Materialized views leverage change streams by consuming each change event and using it to update the materialized view. Datastream delivers materialized views directly into BigQuery. Other destinations, such as Cloud SQL and Cloud Spanner, are supported through integration with other services such as Dataflow.

Does Datastream require an agent on the source? You don't have to install an agent on the source. Datastream uses existing interfaces (such as Oracle LogMiner) to get the data out of the source.
What about the performance impact of Datastream's usage on a production database?

CDC is a highly efficient mechanism for limiting the impact on the source when new data is loaded into destination data stores and data warehouses. CDC also eliminates the need for bulk-load updating and inconvenient batch windows by enabling incremental loading or real-time streaming of data changes into a destination.

In addition, Datastream minimizes the impact of an initial backfill by limiting the number of simultaneous backfill tasks, and offering you the control to decide which objects to backfill, and when to backfill them.

Can you copy the log files from the source to Google Cloud? No. Datastream queries the logs directly on the database server, and only changes to the specified tables are written to the destination.
Can Datastream also transfer historical data? Yes. By default, Datastream gets all historical data from the database tables of your source that you specify, in parallel to the CDC stream. Datastream provides you with the flexibility to obtain historical data from either some or all database tables in your source. In addition, when you configure your stream, you can choose to disable historical backfill.
What's the maximum row size that Datastream supports? Datastream is currently limited to rows no larger than 3 MB.
Does Datastream guarantee ordering? Datastream doesn't guarantee ordering. It provides additional metadata on each event, which can be used to ensure eventual consistency in the destination. Depending on the source, rate and frequency of changes, and other parameters, eventual consistency can be achieved within a 1-hour window generally.
Does Datastream guarantee exactly-once delivery? No. Datastream is at-least-once delivery. The additional metadata that Datastream writes to each event can be used to remove duplicate data.
Do you handle encrypted databases? Yes.
Can Datastream stream specific tables and columns from a source? Yes. With Datastream, you can specify include and exclude lists for tables and schemas, to stream only the data that you want from a source to a destination. For included tables, you can exclude specific columns of the tables to further fine-tune exactly which data you want to be streamed into the destination. However, materialized views can't be replicated.
How do you move a stream to another project or region?
  1. Create a stream in a new region or project with the same configuration as the existing stream, but don't select the Backfill historical data check box.
  2. Start the stream that you created.
  3. After the stream that you created has a status of RUNNING, pause the existing stream.
  4. Optionally, modify the new stream by selecting the Backfill historical data check box. Existing data in tables added to the stream in the future will be streamed from the source into the destination.
How does Datastream handle uncommitted transactions in the database log files? When database log files contain uncommitted transactions, if any transactions are rolled back, then the database reflects this in the log files as "reverse" data manipulation language (DML) operations. For example, a rolled-back INSERT operation will have a corresponding DELETE operation. Datastream reads these operations from the log files.
What's Datastream's regional availability?

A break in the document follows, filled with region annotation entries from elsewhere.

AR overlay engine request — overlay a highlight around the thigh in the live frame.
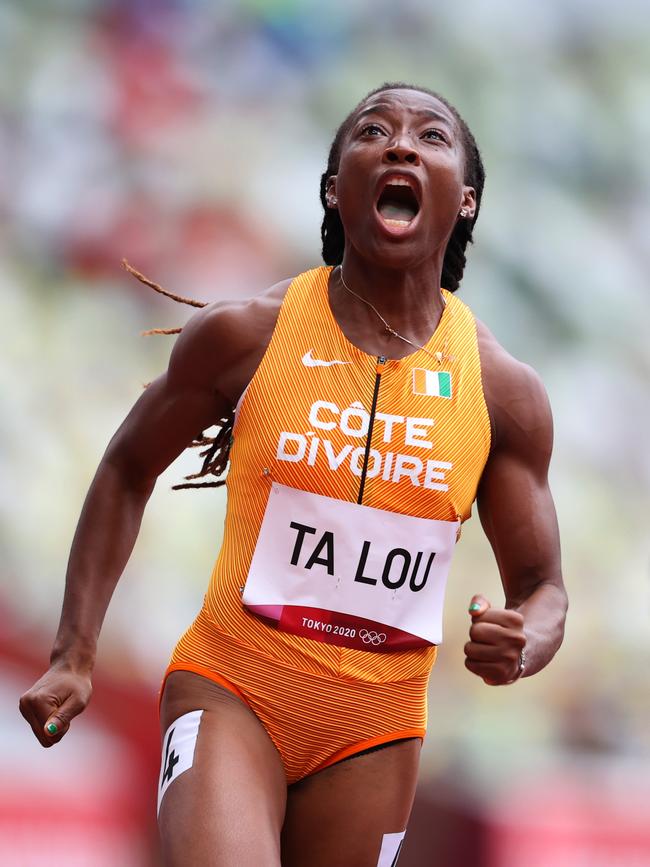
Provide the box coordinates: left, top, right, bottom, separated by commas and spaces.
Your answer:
282, 739, 422, 867
158, 671, 286, 867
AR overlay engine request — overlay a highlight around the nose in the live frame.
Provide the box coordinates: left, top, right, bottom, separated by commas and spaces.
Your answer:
383, 135, 420, 166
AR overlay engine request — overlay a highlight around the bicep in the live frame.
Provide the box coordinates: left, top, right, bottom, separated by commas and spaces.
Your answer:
478, 376, 562, 606
104, 312, 231, 485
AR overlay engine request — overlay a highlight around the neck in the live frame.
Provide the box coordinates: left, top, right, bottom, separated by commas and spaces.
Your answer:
334, 250, 444, 345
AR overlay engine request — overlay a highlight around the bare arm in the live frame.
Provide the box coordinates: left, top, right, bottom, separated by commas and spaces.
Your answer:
465, 328, 567, 684
20, 284, 286, 746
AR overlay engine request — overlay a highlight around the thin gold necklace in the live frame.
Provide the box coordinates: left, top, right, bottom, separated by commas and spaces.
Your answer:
339, 265, 453, 364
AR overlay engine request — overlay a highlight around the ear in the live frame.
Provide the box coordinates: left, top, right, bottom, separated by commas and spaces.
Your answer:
458, 187, 476, 220
325, 175, 338, 208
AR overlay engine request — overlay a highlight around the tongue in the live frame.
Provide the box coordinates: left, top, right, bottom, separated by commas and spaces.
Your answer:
378, 202, 416, 222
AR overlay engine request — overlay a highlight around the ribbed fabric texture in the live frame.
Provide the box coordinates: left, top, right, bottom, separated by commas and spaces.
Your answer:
165, 267, 490, 780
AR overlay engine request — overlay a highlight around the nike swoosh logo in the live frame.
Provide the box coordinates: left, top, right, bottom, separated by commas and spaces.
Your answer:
302, 349, 352, 367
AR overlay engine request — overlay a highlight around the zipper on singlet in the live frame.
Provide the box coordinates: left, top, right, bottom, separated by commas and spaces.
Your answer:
357, 355, 386, 504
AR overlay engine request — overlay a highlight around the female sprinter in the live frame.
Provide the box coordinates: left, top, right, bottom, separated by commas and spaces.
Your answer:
21, 84, 566, 867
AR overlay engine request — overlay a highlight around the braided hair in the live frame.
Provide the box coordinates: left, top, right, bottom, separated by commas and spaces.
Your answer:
123, 82, 485, 490
320, 82, 485, 292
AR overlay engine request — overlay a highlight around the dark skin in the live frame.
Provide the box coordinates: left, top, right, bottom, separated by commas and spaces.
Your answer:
20, 90, 566, 867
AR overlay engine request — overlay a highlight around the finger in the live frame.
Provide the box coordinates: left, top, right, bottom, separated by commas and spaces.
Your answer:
480, 608, 524, 629
469, 620, 526, 649
463, 641, 506, 663
43, 695, 86, 743
467, 593, 491, 618
18, 694, 60, 747
465, 659, 508, 686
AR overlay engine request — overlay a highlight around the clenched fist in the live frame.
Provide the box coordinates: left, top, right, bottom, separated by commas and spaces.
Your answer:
465, 595, 526, 686
19, 665, 92, 747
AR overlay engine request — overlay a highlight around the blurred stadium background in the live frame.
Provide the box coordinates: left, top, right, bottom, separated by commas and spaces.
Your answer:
0, 0, 650, 867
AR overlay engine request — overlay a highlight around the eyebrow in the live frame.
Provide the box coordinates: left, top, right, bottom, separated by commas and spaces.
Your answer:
357, 102, 455, 129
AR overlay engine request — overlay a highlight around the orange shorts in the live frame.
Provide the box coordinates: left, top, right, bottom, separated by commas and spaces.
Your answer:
161, 632, 428, 784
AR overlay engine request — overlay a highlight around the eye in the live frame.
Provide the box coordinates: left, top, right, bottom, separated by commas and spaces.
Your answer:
422, 129, 449, 144
361, 123, 384, 136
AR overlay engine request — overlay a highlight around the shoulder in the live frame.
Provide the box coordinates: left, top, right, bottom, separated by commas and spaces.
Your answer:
476, 320, 553, 463
169, 278, 293, 405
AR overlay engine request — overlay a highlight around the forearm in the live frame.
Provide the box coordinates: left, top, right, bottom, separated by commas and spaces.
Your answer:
51, 460, 155, 670
506, 583, 567, 677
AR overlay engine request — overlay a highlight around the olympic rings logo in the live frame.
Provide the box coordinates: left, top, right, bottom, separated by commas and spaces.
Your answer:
359, 629, 386, 647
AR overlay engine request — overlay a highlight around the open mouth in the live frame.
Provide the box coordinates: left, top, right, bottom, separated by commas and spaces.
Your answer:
377, 178, 420, 228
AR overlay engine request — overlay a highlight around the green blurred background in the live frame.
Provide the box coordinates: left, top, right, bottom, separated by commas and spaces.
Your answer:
0, 0, 650, 867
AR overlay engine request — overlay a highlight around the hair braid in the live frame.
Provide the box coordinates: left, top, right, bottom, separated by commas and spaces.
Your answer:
122, 259, 235, 491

To view a listing of the regions where Datastream is available, see IP allowlists and regions.

MySQL change data capture (CDC)

Question Answer
How does Datastream get data out of MySQL? Datastream uses MySQL's binary log to extract the change events from MySQL
Does Datastream support Cloud SQL for MySQL read replica instances?

Yes, Datastream supports read replica instances for Cloud SQL for MySQL versions 5.7 and 8.0.

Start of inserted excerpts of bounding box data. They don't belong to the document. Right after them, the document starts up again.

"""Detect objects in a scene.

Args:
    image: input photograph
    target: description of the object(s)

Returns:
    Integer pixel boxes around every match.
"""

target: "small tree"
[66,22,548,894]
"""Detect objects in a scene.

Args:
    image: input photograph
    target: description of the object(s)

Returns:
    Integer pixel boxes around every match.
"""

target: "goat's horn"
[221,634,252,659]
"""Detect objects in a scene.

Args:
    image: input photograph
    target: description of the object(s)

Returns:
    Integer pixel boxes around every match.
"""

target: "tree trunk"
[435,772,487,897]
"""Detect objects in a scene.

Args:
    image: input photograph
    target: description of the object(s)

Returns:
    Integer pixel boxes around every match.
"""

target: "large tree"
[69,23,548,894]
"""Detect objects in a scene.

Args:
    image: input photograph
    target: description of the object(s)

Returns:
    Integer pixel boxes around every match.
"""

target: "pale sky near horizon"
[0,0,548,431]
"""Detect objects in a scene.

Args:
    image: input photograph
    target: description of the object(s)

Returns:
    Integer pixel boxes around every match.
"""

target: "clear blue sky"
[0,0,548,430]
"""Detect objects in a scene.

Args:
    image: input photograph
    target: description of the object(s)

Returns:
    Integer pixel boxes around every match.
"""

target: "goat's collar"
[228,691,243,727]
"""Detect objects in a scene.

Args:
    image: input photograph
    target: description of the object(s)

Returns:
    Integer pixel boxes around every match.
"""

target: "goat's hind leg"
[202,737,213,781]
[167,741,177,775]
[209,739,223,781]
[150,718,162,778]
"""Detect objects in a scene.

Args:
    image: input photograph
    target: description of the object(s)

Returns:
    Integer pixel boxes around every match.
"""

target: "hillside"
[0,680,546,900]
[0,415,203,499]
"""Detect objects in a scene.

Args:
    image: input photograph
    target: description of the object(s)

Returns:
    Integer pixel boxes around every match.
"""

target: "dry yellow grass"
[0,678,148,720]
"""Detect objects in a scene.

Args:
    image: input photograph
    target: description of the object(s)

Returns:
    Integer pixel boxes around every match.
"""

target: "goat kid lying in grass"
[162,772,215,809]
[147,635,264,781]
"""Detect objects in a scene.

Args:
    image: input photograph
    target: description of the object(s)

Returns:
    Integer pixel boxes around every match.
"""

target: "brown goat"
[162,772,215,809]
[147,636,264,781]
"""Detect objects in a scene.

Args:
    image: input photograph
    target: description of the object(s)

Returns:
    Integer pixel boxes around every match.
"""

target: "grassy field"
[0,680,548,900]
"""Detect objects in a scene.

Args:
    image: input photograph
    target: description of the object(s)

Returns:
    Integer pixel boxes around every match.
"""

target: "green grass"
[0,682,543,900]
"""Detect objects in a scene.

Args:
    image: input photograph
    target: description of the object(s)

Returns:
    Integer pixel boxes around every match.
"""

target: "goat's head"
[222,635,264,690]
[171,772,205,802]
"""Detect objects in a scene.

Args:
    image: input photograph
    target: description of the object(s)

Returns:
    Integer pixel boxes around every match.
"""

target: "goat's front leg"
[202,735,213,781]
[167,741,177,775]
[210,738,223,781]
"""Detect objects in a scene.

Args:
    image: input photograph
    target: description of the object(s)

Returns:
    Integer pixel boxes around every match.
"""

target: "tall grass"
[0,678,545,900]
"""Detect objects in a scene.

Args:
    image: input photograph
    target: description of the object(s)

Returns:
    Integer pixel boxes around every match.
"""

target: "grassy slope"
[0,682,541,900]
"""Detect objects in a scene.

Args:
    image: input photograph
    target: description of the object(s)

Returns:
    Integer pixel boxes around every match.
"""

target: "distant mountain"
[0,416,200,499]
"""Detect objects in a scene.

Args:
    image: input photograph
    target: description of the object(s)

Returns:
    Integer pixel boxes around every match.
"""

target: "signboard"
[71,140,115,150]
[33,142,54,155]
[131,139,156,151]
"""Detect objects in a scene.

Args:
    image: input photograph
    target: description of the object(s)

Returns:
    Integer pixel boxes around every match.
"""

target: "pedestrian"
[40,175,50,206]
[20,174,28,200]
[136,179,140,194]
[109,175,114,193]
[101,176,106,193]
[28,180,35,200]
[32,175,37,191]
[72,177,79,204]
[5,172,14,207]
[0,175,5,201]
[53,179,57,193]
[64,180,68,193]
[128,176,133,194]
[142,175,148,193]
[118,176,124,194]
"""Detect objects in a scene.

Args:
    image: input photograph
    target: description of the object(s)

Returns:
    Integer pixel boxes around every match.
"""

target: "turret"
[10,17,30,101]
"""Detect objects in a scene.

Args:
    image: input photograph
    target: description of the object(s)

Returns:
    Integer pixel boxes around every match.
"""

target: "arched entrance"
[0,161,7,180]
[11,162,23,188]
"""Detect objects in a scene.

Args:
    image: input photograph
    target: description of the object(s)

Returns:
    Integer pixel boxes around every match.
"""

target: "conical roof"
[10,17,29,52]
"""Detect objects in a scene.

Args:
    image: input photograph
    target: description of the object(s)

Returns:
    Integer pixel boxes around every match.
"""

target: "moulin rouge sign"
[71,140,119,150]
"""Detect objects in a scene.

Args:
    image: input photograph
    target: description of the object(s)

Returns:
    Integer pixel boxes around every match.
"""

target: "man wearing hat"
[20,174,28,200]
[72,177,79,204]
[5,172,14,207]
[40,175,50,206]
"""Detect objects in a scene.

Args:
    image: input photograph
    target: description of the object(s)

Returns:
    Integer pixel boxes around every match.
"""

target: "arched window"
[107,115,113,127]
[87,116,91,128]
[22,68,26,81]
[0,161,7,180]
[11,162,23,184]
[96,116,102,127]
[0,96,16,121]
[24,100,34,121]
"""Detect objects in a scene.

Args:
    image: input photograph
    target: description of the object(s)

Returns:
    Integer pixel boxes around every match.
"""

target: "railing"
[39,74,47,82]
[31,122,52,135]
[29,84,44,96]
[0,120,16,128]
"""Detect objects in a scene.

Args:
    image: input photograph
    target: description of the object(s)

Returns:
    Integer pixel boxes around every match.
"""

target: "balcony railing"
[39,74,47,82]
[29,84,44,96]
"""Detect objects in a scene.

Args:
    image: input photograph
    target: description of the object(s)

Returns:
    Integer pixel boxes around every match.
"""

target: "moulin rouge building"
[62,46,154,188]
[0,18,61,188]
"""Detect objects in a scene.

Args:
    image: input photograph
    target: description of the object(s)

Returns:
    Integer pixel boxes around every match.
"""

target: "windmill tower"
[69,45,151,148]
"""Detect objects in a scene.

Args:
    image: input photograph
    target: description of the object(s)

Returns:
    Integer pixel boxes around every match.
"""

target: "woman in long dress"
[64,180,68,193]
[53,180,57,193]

You can enable binary logging on these instances. To do so, execute the following gcloud command:

gcloud sql instances patch INSTANCE_NAME -- enable-bin-log

For more information, see Binary logging on read replicas.

Does Datastream lock MySQL database tables? Why does Datastream require LOCK TABLE permissions?

In most cases, Datastream will not need to lock the tables. However, under certain conditions (for example, MySQL 8 with an InnoDB storage engine and the isolation level set to REPEATABLE READ), Datastream acquires locks on the tables during the backfill.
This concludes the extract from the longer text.